O extrato do jambu tem o potencial de eliminar as larvas do Aedes aegypt (o pernilongo transmissor da dengue) e do anófeles (que transmite a malária) quando ainda estão na fase aquática, e é interessante no controle desses vetores de doenças que se espalham rapidamente.

Controle de carrapatos

O chá muito forte dessa planta, aplicado no banho dos cachorros, gatos e outros animais, tem a atividade de aumentar o índice de morte das fêmeas maduras (que colocariam os ovos) e de reduzir em quase 100% a viabilidade dos ovos, tanto no ambiente quanto nos pelos dos animais.

Quando o extrato do jambu toca a parede do ovo, ele contamina o ovo e mata as larvas do carrapato, evitando que elas nasçam e que haja uma infestação.

Antienvelhecimento

O jambu funciona como antienvelhecimento. O botox paralisa a musculatura para que não fiquem linhas de expressão. Uma pesquisa demonstra que o uso da pomada de jambu é excelente no rosto, pois ela também reduz a atividade da musculatura subcutânea, evitando a formação de rugas e linhas de expressão.

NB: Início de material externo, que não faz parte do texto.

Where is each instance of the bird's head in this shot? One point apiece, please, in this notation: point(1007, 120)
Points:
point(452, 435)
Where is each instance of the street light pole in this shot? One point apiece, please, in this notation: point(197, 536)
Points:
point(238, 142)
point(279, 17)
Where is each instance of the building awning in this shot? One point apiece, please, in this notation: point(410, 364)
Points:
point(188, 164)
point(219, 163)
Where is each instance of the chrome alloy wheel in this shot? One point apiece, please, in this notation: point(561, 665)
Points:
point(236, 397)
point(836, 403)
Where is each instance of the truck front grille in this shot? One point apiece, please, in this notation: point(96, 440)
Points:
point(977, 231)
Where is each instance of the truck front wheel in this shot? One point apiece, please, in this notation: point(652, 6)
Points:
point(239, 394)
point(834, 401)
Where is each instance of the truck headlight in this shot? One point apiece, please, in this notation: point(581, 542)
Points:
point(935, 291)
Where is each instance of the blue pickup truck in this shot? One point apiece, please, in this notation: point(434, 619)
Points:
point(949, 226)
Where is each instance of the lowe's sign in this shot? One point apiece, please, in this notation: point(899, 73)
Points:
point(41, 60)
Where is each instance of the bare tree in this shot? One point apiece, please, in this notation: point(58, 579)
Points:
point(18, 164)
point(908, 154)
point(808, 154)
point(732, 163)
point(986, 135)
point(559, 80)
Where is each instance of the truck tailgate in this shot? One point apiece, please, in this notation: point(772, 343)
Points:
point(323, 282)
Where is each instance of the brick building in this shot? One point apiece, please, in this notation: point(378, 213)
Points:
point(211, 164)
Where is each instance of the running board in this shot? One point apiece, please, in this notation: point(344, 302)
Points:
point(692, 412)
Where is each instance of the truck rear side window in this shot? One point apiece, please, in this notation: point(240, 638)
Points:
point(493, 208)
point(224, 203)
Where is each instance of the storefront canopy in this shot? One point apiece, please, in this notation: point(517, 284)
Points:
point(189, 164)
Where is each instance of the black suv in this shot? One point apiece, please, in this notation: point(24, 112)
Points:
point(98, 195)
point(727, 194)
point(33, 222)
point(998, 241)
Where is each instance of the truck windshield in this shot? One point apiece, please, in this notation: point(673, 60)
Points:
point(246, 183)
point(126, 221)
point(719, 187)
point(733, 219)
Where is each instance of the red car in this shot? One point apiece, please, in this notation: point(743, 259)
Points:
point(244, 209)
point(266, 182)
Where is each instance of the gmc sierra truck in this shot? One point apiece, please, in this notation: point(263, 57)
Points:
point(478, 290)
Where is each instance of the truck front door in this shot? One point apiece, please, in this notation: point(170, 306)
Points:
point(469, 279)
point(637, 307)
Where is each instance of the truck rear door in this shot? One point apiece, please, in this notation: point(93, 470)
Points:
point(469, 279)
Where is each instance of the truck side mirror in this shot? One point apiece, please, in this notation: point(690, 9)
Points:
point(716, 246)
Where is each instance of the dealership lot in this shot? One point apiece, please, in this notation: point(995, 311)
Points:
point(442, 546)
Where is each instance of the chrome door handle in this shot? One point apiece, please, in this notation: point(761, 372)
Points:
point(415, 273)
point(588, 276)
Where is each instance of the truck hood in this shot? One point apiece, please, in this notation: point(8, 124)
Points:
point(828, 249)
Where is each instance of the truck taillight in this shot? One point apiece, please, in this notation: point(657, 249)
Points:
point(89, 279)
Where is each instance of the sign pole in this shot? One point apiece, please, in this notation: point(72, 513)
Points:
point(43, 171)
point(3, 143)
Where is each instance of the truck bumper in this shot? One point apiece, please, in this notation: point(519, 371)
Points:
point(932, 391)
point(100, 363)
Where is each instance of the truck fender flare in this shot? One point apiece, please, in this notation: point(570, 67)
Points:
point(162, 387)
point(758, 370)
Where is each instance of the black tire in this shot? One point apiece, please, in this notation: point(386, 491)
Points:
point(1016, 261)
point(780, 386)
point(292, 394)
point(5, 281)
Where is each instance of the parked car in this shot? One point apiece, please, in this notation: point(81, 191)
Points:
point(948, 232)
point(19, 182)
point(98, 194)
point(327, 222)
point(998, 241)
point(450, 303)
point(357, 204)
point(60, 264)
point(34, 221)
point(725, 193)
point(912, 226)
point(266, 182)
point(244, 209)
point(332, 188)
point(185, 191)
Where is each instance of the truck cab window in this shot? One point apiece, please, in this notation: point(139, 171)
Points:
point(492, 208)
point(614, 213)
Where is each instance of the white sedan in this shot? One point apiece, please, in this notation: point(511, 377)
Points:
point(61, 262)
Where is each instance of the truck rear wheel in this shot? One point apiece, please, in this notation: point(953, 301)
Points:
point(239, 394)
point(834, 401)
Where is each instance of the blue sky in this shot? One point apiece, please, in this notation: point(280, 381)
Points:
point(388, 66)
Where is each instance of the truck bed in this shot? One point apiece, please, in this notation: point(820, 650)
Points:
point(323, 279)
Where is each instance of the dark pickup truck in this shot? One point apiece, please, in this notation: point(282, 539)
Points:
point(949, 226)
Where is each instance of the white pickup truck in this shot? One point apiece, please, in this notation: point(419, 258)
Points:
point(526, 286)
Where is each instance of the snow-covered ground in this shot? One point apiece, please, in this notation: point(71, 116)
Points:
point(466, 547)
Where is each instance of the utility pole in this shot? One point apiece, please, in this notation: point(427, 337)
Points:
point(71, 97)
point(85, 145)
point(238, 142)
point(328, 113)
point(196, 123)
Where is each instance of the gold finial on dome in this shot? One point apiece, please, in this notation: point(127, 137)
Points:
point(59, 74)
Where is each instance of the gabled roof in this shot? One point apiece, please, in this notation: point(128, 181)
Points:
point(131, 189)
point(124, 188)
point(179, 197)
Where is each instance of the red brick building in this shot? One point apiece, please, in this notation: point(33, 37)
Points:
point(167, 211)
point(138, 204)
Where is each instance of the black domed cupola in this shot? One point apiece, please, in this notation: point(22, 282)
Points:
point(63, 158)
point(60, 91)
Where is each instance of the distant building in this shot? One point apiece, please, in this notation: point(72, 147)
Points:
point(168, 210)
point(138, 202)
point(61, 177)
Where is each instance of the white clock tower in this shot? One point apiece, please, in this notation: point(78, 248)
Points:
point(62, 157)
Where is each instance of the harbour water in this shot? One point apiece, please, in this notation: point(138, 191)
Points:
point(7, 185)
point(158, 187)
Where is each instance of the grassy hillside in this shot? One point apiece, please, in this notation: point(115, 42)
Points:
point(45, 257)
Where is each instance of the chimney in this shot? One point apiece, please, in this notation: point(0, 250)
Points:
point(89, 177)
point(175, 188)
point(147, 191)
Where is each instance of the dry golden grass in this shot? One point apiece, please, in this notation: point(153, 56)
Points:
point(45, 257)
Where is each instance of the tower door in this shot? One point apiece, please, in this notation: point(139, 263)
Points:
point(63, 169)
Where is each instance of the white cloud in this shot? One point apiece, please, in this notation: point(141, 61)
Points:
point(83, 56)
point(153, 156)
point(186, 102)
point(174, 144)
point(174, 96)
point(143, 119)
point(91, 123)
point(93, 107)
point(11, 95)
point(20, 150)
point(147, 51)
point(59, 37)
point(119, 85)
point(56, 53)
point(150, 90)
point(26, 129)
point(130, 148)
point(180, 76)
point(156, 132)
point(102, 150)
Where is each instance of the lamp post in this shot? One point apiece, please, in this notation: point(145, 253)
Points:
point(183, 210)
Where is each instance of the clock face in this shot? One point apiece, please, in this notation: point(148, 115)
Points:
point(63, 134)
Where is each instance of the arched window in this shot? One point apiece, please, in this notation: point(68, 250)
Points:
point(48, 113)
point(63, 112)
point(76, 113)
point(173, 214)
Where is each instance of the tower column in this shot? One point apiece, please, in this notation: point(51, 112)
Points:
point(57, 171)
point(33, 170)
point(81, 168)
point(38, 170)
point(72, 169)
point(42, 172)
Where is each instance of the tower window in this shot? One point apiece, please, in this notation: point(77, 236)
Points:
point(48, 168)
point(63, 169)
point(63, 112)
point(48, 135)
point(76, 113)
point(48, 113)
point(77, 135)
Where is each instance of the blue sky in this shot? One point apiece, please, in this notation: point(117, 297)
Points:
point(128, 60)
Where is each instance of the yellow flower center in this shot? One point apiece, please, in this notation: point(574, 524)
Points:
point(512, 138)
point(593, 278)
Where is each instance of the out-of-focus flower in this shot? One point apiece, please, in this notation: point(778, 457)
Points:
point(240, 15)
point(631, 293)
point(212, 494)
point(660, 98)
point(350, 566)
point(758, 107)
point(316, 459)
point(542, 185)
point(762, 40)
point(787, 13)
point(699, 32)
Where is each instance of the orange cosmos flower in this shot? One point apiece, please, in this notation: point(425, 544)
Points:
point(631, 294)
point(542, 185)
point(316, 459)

Além disso, na área em que é aplicado, ele organiza e aumenta a produção de colágeno (que dá vitalidade para a pele), o que melhora sensivelmente a qualidade da pele.

Atividade sobre o aparelho sexual masculino e feminino

Uma pesquisa de uma universidade brasileira tentou demonstrar a atividade do jambu sobre o aparelho sexual masculino e feminino. Foi feita uma pomada de jambu que foi oferecida para utilização por um número de casais.

Metade dos casais utilizaram essa pomada durante o ato sexual, e metade utilizaram uma pomada que não tinha jambu (para verificar se os resultados não eram psicológicos).

Todos os casais do grupo que utilizou a pomada de jambu relataram melhora no desejo e no desempenho sexual, e melhora significativa na satisfação sexual, principalmente das mulheres.

Como o jambu tem uma função vasodilatadora, homens que tinham disfunção erétil relataram uma melhora significativa no seu desempenho sexual, pois a irrigação sanguínea na área do pênis foi aumentada, melhorando os casos de disfunção erétil.